How to prevent spam

The purpose of this turorial is to explain how to minimize spam over both the short term and the long term. Some of the suggestions in this tutorial will require you to have a web site, others you can use as long as you have an e-mail account.

This first method of spam prevention can be performed by anyone with an e-mail account. To start, create a free account at SpamCop. SpamCop is a site dedicated to reporting spammers to their hosting companies. In many cases, spammers are in violation of their contract with their service providers and their accounts can - and have been - revoked because of these reports.

Also, SpamCop keeps statistics on messages that are sent to them which can help software such as SpamAssassin, SpamBayes, and others filter messages more accurately in the future.

Another useful tool is Project Honey Pot; this website creates a "honeypot" that you may place on your site to trap spammers. For a detailed description on what a honey pot is, check the Wikipedia article. Basically, by using a honeypot on your site, you are giving spammers e-mail addresses to send to that are hosted by Project Honey Pot. Any messages sent to these addresses are stored and the senders are added to a black list file that e-mail and anti-spam programs can utilize to block mail in the future.

Project Honey Pot supports many scripting languages, so it should be possible to setup a honeypot and every pay-for host and most of the free ones as well. The links to the e-mail addresses are invisible to visitors to your site, so setting up a trap will not degrade the appearance of your site; also, visitors will not be tempted to click on these links since they cannot see them. If by some random fluke someone does get to your honeypot, a message will be displayed stating that the e-mail addresses listed are "fake" and that users should not send mail to them.

Project Honey Pot not only tracks spammers, but also harvestors. Harvestors are "bots" that scour the Internet looking for various links; For instance, Google has a bot that scans the Internet looking for new links to add to its database. However, there are bots that also search the Internet for e-mai addresses to add to the spammer's database, or to add to lists that are then sold to other spammers. Knowing which IP addresses are running harvestors allow system administrators to block traffic from them before that can gather addresses.

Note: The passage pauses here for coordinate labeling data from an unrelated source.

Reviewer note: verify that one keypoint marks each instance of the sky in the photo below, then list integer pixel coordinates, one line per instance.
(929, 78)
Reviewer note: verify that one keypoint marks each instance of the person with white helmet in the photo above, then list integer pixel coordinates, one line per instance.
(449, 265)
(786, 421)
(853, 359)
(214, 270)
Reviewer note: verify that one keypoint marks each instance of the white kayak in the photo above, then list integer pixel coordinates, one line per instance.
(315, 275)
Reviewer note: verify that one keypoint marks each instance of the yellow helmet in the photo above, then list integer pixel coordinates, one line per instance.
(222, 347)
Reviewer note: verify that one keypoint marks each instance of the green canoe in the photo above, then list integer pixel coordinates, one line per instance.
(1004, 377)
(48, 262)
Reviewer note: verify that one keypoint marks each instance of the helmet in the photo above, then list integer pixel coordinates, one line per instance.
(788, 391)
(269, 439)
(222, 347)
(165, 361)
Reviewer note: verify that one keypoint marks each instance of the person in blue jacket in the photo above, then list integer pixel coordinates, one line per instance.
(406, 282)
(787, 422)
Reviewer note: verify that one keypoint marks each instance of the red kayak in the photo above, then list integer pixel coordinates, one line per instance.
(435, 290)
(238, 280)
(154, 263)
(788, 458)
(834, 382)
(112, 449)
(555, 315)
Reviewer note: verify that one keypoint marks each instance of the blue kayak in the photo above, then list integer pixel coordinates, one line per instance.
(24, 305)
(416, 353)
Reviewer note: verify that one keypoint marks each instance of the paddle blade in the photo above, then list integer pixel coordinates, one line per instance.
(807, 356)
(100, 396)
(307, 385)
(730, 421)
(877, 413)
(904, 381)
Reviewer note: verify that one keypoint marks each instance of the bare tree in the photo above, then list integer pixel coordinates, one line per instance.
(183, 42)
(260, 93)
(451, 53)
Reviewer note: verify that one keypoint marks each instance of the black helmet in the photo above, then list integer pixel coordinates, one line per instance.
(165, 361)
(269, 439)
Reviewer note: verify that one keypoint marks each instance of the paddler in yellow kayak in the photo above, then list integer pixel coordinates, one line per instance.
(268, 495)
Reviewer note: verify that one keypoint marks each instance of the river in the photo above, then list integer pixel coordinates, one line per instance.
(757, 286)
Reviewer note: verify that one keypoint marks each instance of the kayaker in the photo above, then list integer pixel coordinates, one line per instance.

Between these two services spam is cataloged and spammers and harvestors are tracked and reported to their hosts. If harvestors are prevented from gathering addresses, spammers are prevented from sending messages, and what spam is sent is blocked, there will be a lot less annoying messages in our inboxes. Also, it never hurts to install an add-on spam filter, or use a corporate filter that sits between the mail server and the users' mailboxes.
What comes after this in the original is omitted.